Im Kontext der Interventionen räumt PsyGesA der Verhaltensprävention einen gesonderten Stellenwert zu. Dabei handelt es sich um eine Form der individuellen Gesundheitsprävention. Der Fokus liegt darin, Beschäftigte und Führungskräfte zum proaktiven Umgang mit gesundheitsrelevanten Verhaltensweisen anzuregen und damit den Weg zu Verhaltensänderungen zu ebnen. Neben der Verhaltensprävention adressiert das Projekt PsyGesA auch die Verhältnisprävention. Aus diesem Grund wird die Entwicklung innovativer Maßnahmen sowie die Bereitstellung von Handlungsempfehlungen zur gesundheitsförderlichen Gestaltung von Arbeitsbedingungen, Arbeitsumgebungen und Arbeitsinhalten ebenfalls berücksichtigt.
1Rau, R., & Hoppe, J. (2020). Iga.Report 41. Neue Technologien und Digitalisierung in der Arbeitswelt. Erkenntnisse für die Prävention und Betriebliche Gesundheitsförderung.
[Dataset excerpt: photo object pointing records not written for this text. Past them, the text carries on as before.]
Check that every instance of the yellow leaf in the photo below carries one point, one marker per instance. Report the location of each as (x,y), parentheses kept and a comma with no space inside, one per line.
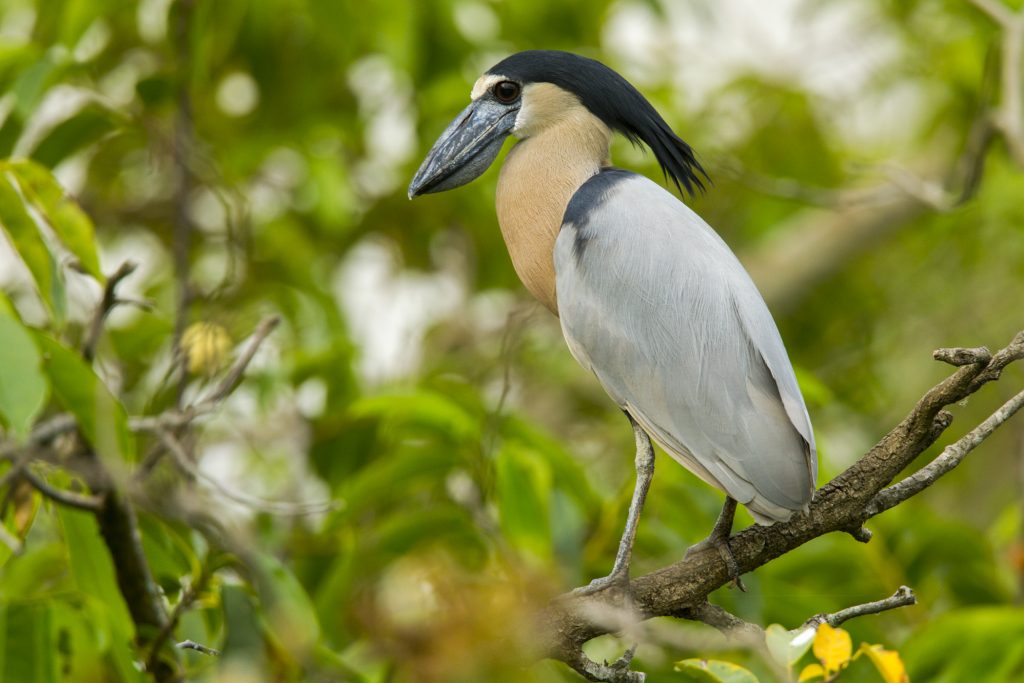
(888,663)
(206,345)
(811,672)
(833,647)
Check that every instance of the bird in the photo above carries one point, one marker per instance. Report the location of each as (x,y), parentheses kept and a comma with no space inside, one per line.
(649,298)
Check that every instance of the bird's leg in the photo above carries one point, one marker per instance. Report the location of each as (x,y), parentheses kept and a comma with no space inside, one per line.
(719,539)
(645,471)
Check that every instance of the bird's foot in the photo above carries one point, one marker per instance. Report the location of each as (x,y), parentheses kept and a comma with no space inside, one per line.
(721,544)
(616,581)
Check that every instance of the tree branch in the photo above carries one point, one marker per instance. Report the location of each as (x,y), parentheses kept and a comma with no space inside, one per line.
(107,304)
(69,498)
(901,598)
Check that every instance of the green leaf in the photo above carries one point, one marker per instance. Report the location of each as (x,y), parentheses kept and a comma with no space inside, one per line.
(71,224)
(715,671)
(23,385)
(26,646)
(523,480)
(24,233)
(424,410)
(69,136)
(100,417)
(291,617)
(94,577)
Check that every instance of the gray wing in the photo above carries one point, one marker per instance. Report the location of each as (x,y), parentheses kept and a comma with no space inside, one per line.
(655,304)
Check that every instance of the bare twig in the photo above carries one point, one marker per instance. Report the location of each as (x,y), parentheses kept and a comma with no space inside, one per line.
(69,498)
(1010,117)
(188,596)
(726,622)
(233,376)
(199,647)
(952,456)
(187,465)
(182,145)
(616,672)
(901,598)
(843,504)
(963,356)
(107,304)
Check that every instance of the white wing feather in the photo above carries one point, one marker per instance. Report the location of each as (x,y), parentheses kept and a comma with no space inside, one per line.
(657,306)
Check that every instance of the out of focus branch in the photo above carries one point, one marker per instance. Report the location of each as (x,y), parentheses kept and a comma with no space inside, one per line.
(1010,117)
(842,505)
(107,304)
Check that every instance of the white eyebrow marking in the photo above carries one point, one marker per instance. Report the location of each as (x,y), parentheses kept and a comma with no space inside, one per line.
(483,84)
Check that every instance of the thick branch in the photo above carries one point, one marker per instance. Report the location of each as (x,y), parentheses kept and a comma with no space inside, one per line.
(950,458)
(842,505)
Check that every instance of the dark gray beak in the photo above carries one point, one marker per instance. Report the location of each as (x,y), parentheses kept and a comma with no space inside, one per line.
(466,148)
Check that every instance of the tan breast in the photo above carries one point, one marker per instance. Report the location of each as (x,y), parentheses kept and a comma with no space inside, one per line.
(564,146)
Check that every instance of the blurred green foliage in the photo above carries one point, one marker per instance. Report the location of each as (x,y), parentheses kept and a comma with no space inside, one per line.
(476,469)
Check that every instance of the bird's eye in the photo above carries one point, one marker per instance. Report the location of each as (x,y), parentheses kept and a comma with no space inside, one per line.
(506,91)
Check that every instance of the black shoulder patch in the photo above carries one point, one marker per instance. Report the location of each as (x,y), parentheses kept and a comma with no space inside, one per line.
(588,199)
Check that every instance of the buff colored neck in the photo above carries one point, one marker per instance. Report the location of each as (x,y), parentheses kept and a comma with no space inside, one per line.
(539,177)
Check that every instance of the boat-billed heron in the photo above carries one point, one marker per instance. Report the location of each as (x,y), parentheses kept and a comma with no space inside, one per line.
(650,299)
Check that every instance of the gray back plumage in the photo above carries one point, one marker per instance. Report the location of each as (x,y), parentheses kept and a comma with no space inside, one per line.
(655,304)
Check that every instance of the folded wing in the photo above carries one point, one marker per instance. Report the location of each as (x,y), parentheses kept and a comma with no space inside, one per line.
(655,304)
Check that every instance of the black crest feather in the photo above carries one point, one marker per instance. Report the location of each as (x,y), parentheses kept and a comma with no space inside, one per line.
(613,99)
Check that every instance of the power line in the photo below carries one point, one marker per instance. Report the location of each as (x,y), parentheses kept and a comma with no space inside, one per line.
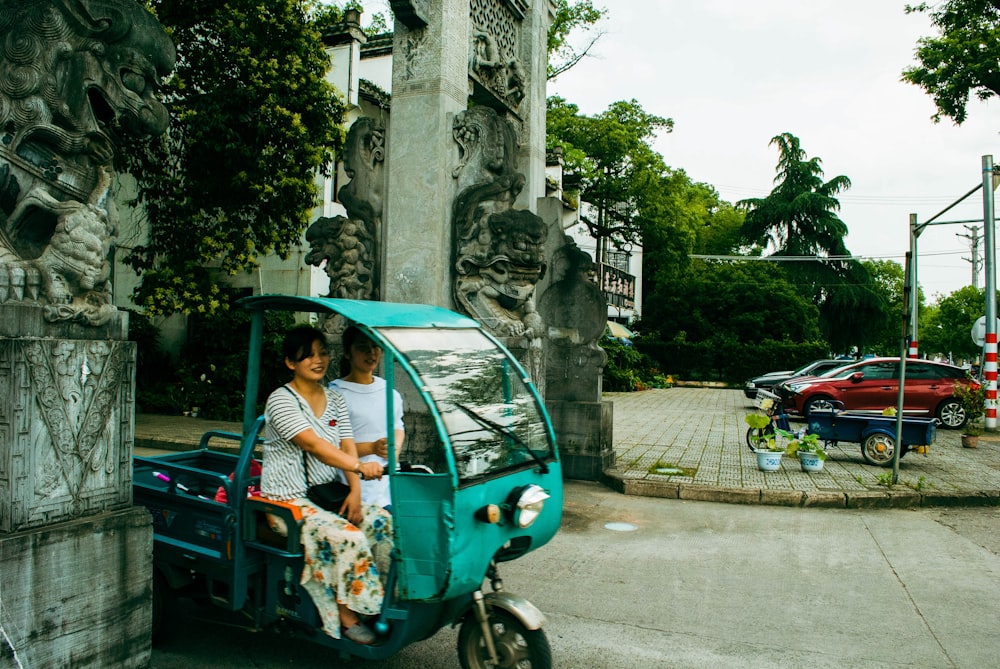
(891,256)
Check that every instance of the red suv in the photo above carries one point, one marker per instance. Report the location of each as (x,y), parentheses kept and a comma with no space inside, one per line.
(869,386)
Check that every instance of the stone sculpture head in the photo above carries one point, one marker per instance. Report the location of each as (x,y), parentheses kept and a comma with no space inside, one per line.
(75,77)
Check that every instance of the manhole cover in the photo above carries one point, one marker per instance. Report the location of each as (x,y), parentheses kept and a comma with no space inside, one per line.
(620,527)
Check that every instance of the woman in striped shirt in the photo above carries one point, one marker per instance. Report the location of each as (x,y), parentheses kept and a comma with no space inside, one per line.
(308,425)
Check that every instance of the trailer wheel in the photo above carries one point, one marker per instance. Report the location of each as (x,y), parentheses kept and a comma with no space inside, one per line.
(516,645)
(877,449)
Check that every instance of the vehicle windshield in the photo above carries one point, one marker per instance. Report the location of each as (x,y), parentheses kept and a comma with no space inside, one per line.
(491,418)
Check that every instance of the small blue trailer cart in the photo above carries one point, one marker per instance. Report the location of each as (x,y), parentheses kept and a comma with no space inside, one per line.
(875,433)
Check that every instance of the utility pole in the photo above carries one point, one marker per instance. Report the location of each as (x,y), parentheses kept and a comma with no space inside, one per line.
(990,350)
(977,263)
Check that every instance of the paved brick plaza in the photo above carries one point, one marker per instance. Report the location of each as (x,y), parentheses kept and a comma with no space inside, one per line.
(701,431)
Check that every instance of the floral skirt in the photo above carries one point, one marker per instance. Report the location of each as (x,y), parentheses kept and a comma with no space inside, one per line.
(342,561)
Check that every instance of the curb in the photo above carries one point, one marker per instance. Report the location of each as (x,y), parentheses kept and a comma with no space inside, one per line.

Dresden: Initiative Gesundheit und Arbeit.
2Rau, R., & Buyken, D. (2015). Der aktuelle Kenntnisstand über Erkrankungsrisiken durch psychische Arbeitsbelastungen: Ein systematisches Review über Metaanalysen und Reviews. Zeitschrift für Arbeits- und Organisationspsychologie, 59, 113-129.
3Bundesanstalt für Arbeitsschutz und Arbeitsmedizin (2020). BAuA-Arbeitszeitbefragung: Pendeln, Telearbeit, Dienstreisen, wechselnde und mobile Arbeitsorte. Dortmund, Berlin, Dresden: BAuA.